Can Fans Still Chant for Chicago Bulls Assistant Coach Brian Scalabrine?

Ernest Shepard@@ernestshepardAnalyst IIISeptember 6, 2012

WASHINGTON, DC - FEBRUARY 28: Brian Scalabrine #24 of the Chicago Bulls against the Washington Wizards at the Verizon Center in Washington on February 28, 2011 in Washington, DC. NOTE TO USER: User expressly acknowledges and agrees that, by downloading and/or using this Photograph, User is consenting to the terms and conditions of the Getty Images License Agreement.  (Photo by Rob Carr/Getty Images)
Rob Carr/Getty Images

Brian Scalabrine is an iconic figure in Chicago—I know because we chanted his name when he entered a game. He is near the top of the list of our favorite Chicago Bulls players in recent years. I often wonder if he is the man the commercials refer to as the '‘Most Interesting Man in the World.”

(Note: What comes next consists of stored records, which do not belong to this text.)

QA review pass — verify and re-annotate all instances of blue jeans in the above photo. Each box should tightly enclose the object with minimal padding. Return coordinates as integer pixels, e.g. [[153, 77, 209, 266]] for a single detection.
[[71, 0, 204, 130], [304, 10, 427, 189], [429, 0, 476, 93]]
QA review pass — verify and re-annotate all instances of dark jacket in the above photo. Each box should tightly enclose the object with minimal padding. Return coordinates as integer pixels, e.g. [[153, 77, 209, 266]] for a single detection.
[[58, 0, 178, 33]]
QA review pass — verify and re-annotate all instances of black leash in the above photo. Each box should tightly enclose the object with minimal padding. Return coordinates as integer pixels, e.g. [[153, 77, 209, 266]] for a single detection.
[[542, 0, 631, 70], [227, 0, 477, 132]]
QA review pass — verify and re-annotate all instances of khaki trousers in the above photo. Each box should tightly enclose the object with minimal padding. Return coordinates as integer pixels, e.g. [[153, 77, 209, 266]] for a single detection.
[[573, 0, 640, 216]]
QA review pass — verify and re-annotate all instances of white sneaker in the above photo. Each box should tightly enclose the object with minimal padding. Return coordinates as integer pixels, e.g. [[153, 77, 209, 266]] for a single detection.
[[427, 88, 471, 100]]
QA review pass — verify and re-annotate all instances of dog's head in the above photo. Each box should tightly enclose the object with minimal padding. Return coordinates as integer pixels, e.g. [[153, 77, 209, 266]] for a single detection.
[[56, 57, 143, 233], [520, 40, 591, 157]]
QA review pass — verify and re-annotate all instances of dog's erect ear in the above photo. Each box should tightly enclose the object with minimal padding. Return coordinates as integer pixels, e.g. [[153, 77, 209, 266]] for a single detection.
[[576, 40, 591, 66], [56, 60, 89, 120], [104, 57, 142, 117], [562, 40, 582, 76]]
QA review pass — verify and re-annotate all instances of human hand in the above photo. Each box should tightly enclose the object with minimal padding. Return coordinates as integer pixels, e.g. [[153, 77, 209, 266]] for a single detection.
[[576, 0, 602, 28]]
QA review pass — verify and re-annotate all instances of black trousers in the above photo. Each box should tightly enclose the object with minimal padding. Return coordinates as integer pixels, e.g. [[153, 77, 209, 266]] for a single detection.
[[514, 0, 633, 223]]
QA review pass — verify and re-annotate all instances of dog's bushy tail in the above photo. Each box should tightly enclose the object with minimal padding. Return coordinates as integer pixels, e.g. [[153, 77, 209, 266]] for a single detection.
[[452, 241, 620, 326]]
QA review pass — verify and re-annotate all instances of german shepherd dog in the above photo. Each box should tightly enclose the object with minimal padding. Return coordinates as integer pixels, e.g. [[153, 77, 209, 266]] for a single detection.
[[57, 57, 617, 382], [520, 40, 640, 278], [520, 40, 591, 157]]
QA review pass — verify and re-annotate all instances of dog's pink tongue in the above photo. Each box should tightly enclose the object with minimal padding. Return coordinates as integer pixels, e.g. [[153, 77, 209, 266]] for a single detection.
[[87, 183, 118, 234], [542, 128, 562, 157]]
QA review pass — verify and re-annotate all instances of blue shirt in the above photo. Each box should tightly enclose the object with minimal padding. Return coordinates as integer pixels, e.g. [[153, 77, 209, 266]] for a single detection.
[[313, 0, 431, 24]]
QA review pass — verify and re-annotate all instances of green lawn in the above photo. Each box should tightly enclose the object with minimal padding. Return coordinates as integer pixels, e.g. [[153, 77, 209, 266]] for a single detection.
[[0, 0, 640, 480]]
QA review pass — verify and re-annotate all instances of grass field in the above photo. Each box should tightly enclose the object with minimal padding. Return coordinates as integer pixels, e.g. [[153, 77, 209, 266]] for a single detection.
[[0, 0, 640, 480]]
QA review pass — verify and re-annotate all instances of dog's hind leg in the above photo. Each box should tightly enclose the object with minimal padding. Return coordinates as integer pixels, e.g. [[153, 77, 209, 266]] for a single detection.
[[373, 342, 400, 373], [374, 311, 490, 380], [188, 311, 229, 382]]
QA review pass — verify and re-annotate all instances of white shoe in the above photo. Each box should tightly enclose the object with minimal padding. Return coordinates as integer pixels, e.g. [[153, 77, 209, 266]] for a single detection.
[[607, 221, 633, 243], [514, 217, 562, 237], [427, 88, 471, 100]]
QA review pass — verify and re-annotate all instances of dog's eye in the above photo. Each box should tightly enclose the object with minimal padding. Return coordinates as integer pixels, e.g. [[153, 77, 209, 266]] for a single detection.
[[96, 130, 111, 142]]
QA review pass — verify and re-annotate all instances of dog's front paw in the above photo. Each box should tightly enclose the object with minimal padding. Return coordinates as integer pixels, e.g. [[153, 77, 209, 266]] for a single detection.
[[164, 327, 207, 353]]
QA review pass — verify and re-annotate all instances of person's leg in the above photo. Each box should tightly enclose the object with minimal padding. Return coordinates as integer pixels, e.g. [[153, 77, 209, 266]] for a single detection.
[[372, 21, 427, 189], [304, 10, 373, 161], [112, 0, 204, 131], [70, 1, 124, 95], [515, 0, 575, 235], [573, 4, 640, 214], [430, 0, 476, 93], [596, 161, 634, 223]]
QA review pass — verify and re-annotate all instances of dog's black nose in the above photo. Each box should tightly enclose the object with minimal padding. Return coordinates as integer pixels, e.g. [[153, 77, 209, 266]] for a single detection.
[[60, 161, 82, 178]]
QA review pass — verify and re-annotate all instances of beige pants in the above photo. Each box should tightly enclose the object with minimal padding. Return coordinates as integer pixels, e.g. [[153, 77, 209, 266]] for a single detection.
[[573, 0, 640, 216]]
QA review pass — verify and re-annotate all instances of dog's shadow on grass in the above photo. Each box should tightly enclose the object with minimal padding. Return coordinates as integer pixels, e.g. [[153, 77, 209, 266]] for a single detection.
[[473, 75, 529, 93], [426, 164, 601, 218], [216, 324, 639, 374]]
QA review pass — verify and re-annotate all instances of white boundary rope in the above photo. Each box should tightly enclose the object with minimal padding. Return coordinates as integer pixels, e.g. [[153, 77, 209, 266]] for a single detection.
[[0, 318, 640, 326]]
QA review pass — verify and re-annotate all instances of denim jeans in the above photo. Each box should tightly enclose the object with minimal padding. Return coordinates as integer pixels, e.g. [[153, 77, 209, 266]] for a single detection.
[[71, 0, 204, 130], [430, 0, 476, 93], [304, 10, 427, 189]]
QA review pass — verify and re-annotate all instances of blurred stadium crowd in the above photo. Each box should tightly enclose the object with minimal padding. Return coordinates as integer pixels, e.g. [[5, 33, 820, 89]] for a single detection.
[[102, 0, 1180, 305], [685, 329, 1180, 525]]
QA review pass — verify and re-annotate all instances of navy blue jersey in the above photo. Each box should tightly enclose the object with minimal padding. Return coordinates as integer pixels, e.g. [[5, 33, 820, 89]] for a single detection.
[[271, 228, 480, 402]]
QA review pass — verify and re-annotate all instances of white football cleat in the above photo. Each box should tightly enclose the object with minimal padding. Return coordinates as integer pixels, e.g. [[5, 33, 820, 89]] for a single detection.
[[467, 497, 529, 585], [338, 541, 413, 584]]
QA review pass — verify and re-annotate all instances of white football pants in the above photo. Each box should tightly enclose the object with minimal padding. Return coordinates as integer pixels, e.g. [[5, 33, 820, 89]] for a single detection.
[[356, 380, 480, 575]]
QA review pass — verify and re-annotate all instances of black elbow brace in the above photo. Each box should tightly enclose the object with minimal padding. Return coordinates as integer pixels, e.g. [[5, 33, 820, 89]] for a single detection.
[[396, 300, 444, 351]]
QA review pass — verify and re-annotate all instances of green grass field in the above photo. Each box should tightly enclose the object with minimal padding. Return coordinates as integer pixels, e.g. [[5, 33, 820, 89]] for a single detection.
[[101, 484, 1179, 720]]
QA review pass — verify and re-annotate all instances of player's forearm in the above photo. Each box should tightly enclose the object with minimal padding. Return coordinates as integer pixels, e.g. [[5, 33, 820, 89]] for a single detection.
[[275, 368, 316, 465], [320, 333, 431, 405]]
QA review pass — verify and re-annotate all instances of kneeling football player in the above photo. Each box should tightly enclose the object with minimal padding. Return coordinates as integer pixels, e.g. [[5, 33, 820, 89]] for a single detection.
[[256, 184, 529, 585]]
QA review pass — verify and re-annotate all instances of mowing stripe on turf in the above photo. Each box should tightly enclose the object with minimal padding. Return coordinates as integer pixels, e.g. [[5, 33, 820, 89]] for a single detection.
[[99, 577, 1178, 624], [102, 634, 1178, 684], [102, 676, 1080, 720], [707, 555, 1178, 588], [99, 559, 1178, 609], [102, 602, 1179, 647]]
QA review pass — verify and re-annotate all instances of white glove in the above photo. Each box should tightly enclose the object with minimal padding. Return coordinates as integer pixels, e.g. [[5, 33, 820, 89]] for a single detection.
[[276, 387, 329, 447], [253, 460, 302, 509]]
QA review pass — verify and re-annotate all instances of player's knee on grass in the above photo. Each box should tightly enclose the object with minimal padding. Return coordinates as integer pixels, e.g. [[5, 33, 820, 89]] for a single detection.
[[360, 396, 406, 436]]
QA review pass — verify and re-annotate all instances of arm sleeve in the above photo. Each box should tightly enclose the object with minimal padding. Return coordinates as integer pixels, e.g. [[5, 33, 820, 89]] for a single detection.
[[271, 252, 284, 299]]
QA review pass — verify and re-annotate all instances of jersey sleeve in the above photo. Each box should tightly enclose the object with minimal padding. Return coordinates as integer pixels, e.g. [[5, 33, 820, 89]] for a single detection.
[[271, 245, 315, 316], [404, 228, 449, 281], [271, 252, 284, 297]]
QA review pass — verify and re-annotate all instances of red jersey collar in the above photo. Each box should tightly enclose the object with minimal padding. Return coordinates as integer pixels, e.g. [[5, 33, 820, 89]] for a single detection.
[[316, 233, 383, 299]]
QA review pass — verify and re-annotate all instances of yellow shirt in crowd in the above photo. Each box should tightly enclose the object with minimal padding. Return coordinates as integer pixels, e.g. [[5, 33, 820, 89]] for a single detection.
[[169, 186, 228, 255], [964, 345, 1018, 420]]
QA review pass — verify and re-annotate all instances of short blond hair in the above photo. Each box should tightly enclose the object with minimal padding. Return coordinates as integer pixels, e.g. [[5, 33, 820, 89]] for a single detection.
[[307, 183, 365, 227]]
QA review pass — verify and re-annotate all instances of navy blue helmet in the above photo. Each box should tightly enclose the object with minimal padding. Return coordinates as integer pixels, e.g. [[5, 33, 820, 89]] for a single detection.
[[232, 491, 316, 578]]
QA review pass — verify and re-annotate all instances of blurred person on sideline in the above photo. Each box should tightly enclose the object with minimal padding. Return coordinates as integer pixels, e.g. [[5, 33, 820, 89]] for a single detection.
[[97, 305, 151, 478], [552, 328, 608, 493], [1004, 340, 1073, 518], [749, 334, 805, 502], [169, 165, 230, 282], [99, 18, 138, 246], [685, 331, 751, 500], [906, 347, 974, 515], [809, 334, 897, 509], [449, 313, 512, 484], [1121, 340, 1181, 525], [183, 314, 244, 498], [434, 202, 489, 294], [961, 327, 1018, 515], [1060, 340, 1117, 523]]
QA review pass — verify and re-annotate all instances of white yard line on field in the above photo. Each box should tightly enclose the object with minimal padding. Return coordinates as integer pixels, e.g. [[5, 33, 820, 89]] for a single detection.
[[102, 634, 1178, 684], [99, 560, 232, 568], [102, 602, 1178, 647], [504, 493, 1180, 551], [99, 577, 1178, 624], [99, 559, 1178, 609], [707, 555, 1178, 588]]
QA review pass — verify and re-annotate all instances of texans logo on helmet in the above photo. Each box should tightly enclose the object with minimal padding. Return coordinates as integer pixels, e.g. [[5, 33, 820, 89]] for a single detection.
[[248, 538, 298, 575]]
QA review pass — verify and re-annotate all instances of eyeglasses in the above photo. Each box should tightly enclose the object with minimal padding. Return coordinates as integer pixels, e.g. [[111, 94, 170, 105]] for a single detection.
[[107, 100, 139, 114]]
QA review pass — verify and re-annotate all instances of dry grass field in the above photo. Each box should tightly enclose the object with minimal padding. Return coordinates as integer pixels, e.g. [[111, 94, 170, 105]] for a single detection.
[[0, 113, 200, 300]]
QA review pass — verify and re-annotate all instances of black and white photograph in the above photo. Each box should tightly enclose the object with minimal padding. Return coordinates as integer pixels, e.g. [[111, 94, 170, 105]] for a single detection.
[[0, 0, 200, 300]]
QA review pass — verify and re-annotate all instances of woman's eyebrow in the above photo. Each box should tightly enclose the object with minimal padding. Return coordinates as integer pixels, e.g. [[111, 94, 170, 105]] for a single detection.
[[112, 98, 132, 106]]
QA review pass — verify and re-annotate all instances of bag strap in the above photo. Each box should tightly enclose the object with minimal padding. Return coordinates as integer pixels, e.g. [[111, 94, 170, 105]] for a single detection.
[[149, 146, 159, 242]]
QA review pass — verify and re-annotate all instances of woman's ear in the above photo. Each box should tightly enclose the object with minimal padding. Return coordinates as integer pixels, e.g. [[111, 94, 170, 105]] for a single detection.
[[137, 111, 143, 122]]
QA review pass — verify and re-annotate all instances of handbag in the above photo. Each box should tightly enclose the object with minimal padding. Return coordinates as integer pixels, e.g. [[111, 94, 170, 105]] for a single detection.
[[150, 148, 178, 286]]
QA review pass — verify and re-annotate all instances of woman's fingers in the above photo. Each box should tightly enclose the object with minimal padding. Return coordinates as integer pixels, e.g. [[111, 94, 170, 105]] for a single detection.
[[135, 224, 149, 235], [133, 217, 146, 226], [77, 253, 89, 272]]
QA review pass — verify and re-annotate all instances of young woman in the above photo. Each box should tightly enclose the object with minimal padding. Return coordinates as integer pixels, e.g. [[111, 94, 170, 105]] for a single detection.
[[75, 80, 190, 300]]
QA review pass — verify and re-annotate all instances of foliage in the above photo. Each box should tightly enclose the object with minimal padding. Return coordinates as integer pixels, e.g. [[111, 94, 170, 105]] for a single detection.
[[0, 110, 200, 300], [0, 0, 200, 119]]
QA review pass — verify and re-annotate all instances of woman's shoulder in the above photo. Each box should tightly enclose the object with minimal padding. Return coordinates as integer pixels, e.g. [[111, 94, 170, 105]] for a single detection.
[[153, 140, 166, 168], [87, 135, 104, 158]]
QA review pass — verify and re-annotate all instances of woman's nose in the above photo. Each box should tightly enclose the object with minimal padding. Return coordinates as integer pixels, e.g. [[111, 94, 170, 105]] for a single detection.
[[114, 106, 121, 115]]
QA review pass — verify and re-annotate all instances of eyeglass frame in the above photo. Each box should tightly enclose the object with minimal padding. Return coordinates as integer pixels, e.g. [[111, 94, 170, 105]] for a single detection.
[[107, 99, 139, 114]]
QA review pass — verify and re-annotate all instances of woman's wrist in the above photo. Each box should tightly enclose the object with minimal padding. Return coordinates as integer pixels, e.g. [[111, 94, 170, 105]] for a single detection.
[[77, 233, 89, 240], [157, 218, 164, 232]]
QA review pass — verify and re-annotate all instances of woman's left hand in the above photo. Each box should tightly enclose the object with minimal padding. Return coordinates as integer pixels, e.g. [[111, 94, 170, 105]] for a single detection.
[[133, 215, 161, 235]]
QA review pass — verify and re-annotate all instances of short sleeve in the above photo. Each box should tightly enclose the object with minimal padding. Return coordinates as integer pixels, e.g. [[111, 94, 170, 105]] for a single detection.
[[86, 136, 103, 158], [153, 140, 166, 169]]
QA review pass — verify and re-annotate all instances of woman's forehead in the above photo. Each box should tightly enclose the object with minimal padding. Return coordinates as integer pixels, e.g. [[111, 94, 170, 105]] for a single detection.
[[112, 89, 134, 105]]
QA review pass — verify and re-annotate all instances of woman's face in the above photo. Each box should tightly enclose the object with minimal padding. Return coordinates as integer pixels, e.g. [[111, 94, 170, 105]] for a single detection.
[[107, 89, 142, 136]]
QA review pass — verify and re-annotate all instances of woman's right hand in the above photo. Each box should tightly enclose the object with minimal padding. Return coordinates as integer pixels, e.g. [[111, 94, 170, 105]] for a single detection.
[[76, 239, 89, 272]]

Maybe he is the “Most Interesting Player in the Chicago Bulls’ Organization,” but if the reports are true, Scalabrine’s playing days with the Bulls, albeit brief, have come to an end.

In my most recent post, I agonized about whether I can still chant his name as he sits on the sidelines. It brings about an intriguing question.

Can we, as fans, do what is not commonplace for us by chanting “Sca-la-brin-e” when he comes to the Bulls’ huddle wearing a sharp suit while holding a clipboard?

The answer is yes and no.

We can still chant for Scalabrine if we want, but we will alienate the coaching fraternity by embracing own of their own.

Scalabrine is an engaging personality, if you have ever heard him do a radio interview. He is eloquent as a speaker, entertaining and personable. That is everything that we should want in our athletes.

If there is, an athlete who can translate those attributes into the coaching ranks, it is Scalabrine.

Imagine if the coach or manager or your favorite team carried the charisma as Scalabrine does. We would set our DVR boxes just to hear his postgame press conferences.

I picture Phil Jackson’s personality, Ozzie Gullien’s brashness and the mystique of Joel Quennevile’s mustache all rolled into one.

We relate to him.

Scalabrine is someone that we look up to by saying, “There is a guy who made it.” We embrace him as if he is one of us. We relate to him.

Sadly, that cannot be a justification of us chanting out Scalabrine’s name.

We may only do so once in a display of showing gratitude for what he has meant to the fans. Afterwards, we must treat him the same way as we would any coach. We must show him his due by respecting his position.

Very few coaches are cheered. Those who are were cheered once they have won the championship. It is improper etiquette to chant for a coach.

Most of us embraced Scalabrine for his heart, but it is time to embrace him for his X’s and O’s. He will make a fine coach and I will miss him as a player, but I would rather have him in some capacity than no capacity at all.

That being said, it is time for us to chant “Sca-la-brin-e” once more before we will not be able to do it again in good taste.